Schwarzarbeit: Millionenbetrug?

Scheinrechnungen, Bargeld, Millionen-Schaden? Der Zoll geht gegen Schwarzarbeit vor – diese Bundesländer stehen im Fokus.

12.05.2026, 13:31 Uhr

Mit Razzien in Bayern, Hessen und Nordrhein-Westfalen sind Zoll und Staatsanwaltschaft gegen den Verdacht auf Schwarzarbeit vorgegangen. Nach Angaben der Staatsanwaltschaft Würzburg und des Hauptzollamts Schweinfurt könnte den Sozialversicherungen dabei ein Schaden von rund 1,9 Millionen Euro entstanden sein. Im Mittelpunkt stehen sogenannte Kick-Back-Zahlungen im Ausbaugewerbe.

Die Ermittler richten sich gegen eine mutmaßliche Tätergruppe aus Südosteuropa, der vorgeworfen wird, ein illegales System zur Auszahlung von Schwarzlöhnen betrieben zu haben. Laut den Behörden sollen die Beschuldigten einen Handwerksbetrieb am bayerischen Untermain führen.

Umfangreiche Durchsuchungen

Rund 200 Einsatzkräfte durchsuchten insgesamt 19 Wohn- und Geschäftsräume. Dabei wurden nach Behördenangaben Beweismittel sichergestellt, darunter Akten, elektronische Speichermedien, Smartphones und Laptops. Die Auswertung der Unterlagen und Daten steht noch aus. Für alle Beschuldigten gilt zunächst die Unschuldsvermutung.

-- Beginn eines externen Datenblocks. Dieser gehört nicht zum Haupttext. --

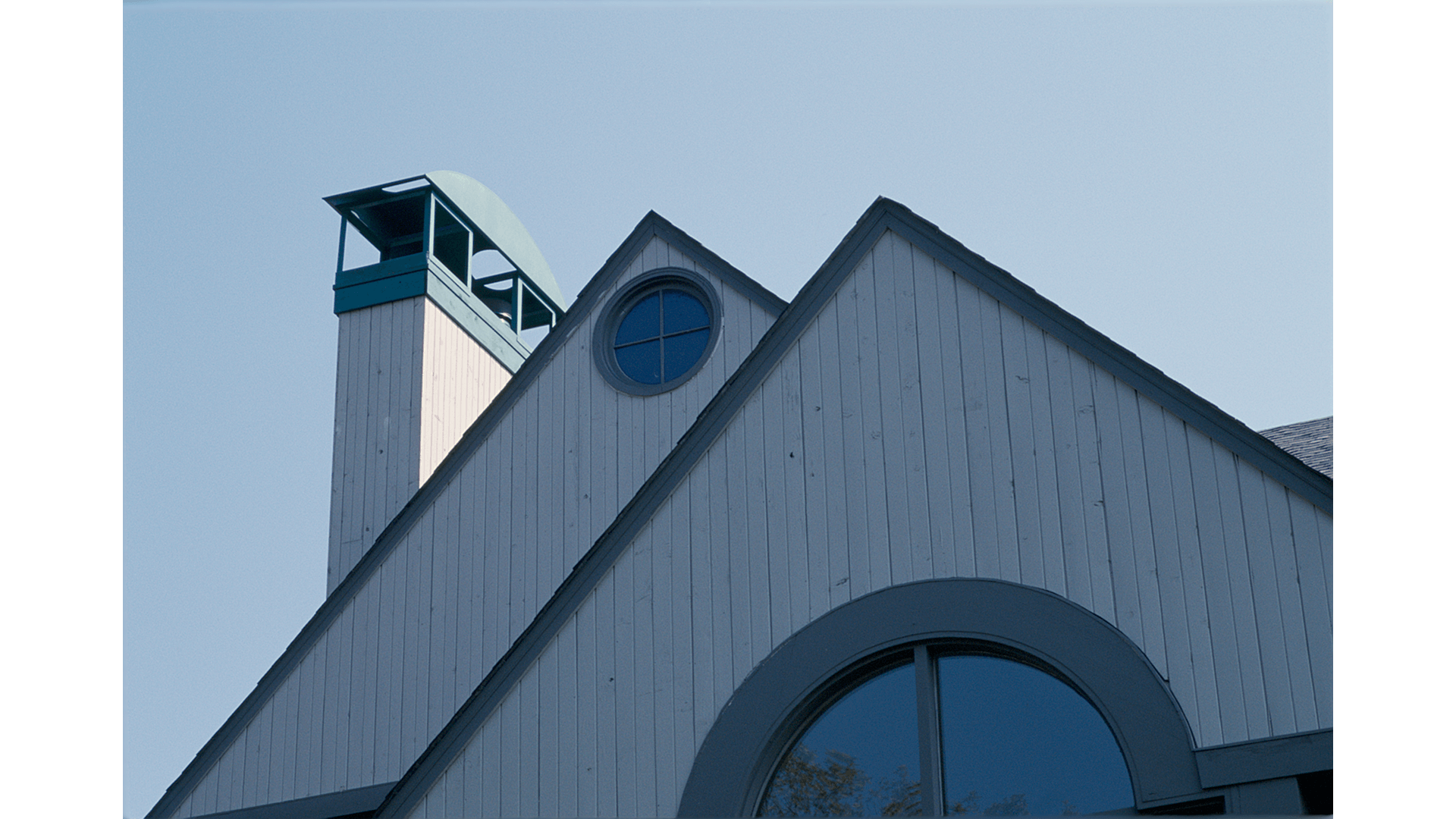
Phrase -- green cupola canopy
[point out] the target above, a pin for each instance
(438, 222)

So soll das System funktioniert haben

Nach Darstellung von Zoll und Staatsanwaltschaft lief das Modell meist so ab: Schein- oder Servicefirmen stellten Rechnungen für Leistungen aus, die tatsächlich nie erbracht wurden. Diese Rechnungen wurden offiziell per Überweisung beglichen und konnten dadurch in der Buchhaltung als Betriebsausgaben erscheinen.

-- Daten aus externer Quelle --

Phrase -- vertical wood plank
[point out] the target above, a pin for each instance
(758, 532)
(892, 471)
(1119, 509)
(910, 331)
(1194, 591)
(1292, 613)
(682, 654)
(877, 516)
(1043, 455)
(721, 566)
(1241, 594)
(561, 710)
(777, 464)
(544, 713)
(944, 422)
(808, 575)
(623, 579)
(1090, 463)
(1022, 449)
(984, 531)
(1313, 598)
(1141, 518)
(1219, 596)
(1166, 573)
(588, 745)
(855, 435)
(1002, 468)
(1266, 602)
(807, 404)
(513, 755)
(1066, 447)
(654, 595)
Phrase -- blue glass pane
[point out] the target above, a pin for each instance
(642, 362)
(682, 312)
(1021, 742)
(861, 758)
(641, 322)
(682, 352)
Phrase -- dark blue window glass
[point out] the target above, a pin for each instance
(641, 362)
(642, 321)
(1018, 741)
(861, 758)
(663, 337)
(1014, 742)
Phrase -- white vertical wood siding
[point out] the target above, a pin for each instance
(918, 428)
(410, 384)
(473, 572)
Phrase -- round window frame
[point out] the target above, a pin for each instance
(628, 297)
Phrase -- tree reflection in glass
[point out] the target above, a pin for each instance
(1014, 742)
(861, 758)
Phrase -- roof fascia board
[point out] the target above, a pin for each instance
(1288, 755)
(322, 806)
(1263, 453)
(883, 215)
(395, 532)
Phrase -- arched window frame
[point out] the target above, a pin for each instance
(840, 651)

Anschließend hoben Hinterleute der beteiligten Firmen das Geld in bar ab. Nach Abzug einer Provision soll der Betrag an den Auftraggeber zurückgeflossen sein. Auf diese Weise entstand laut den Ermittlern Schwarzgeld, das genutzt worden sein soll, um Beschäftigte illegal zu bezahlen, ohne dafür Steuern oder Sozialabgaben zu entrichten.